6. An electric vehicle battery replacement station as defined in claim 5, wherein: the wheel pushing assembly comprises a driving assembly and two pushing blocks, the two pushing blocks slide towards the roller assembly under the action of the driving assembly, the driving assembly comprises a third motor, a fixing plate, a first transmission assembly and a second transmission assembly, the first transmission assembly is provided with two groups, the first transmission assembly comprises a rotating shaft, a screw rod and a screw rod nut, the rotating shaft and the screw rod are rotatably mounted on the fixing plate, the rotating shaft is connected with the screw rod, the screw rod nut is matched with the screw rod, the pushing blocks are fixed on the screw rod nut, the pushing blocks are in sliding connection with the fixing plate, the second transmission assembly is connected between the third motor and the rotating shaft, and the third motor drives the rotating shaft to rotate through the second transmission assembly.

7. The electric vehicle battery replacement station of claim 6, wherein: the roller assembly comprises rollers, the rollers are rotatably connected with the placing table, the tops of the rollers are positioned on the surface of the placing table, a plurality of rollers are arranged, at least one row of rollers is arranged, and the rollers in each row are arranged in parallel; in the roller assembly of the front wheel positioning assembly, a plurality of rollers are arranged in two rows, one ends, close to each other, of the rollers in the first row and the rollers in the second row are inclined downwards, and the rollers in the two rows are arranged in a V shape.

8. The electric vehicle battery replacement station of claim 6, wherein: the second transmission assembly comprises transmission wheels, transmission belts and transmission shafts, wherein the transmission shafts are fixed on the rotating shafts in the two groups of first transmission assemblies, two transmission wheels are arranged and are respectively fixed on the driving shafts and the rotating shafts of the motors, and the transmission belts are matched with the two transmission wheels.

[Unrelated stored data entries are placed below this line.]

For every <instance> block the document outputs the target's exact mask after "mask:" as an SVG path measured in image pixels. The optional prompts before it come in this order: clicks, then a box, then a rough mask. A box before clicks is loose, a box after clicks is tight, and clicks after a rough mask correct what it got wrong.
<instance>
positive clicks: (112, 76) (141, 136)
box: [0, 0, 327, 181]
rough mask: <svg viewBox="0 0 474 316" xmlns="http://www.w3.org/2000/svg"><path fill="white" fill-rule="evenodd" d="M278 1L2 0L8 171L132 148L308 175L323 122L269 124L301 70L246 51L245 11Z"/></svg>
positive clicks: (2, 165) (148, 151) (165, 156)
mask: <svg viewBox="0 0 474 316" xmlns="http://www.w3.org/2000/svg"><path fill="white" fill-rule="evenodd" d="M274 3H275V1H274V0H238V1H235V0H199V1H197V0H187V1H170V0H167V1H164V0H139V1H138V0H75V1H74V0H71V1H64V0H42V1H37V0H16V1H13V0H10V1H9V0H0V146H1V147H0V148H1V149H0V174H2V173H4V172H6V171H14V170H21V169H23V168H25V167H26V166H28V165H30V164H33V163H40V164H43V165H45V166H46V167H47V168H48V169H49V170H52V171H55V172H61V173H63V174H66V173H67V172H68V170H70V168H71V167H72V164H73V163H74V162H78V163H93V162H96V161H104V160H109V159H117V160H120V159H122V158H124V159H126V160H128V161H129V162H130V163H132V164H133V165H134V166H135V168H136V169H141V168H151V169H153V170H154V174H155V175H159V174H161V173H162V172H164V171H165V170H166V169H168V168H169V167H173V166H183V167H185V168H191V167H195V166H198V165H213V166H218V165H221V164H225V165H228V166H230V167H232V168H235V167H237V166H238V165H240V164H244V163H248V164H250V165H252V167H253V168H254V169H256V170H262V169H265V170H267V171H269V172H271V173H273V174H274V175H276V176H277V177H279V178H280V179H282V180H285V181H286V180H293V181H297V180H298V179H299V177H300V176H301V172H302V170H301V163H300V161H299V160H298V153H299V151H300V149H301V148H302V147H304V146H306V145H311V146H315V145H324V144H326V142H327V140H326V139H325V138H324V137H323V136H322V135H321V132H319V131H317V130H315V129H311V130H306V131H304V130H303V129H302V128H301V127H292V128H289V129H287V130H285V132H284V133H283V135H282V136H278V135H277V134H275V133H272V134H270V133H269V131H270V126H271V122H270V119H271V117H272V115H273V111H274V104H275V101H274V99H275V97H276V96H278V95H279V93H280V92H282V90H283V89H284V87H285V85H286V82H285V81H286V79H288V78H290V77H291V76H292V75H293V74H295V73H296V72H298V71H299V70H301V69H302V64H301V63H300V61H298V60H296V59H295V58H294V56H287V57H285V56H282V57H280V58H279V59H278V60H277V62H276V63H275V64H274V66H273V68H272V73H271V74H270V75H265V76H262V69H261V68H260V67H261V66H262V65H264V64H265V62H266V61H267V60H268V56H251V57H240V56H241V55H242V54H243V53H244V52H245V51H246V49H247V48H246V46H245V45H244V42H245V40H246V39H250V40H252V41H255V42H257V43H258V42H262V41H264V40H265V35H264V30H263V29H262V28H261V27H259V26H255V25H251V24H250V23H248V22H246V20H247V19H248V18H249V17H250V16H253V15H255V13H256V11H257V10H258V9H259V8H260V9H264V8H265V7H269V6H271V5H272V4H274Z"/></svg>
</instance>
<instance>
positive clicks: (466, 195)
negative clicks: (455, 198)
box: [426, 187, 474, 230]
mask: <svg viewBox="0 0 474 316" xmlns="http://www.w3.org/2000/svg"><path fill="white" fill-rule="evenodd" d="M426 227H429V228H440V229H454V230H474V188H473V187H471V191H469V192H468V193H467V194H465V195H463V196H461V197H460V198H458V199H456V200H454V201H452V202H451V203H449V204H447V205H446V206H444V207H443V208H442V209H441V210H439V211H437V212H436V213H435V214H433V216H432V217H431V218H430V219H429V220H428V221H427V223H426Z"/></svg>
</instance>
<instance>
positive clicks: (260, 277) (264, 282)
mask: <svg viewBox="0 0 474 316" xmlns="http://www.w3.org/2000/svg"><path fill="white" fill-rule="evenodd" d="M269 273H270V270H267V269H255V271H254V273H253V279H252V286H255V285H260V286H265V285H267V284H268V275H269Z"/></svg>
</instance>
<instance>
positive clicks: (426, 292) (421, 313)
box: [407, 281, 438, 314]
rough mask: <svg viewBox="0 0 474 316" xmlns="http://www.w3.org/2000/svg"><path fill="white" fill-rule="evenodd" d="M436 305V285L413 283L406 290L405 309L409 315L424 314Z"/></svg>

9. The electric vehicle battery replacement station of claim 8, wherein: the automobile positioning device further comprises two groups of supporting mechanisms, the two groups of supporting mechanisms are located between the two guide rods, each supporting mechanism comprises a lifting assembly and a supporting plate, and the lifting assemblies are connected with the supporting plates and used for driving lifting of the supporting plates.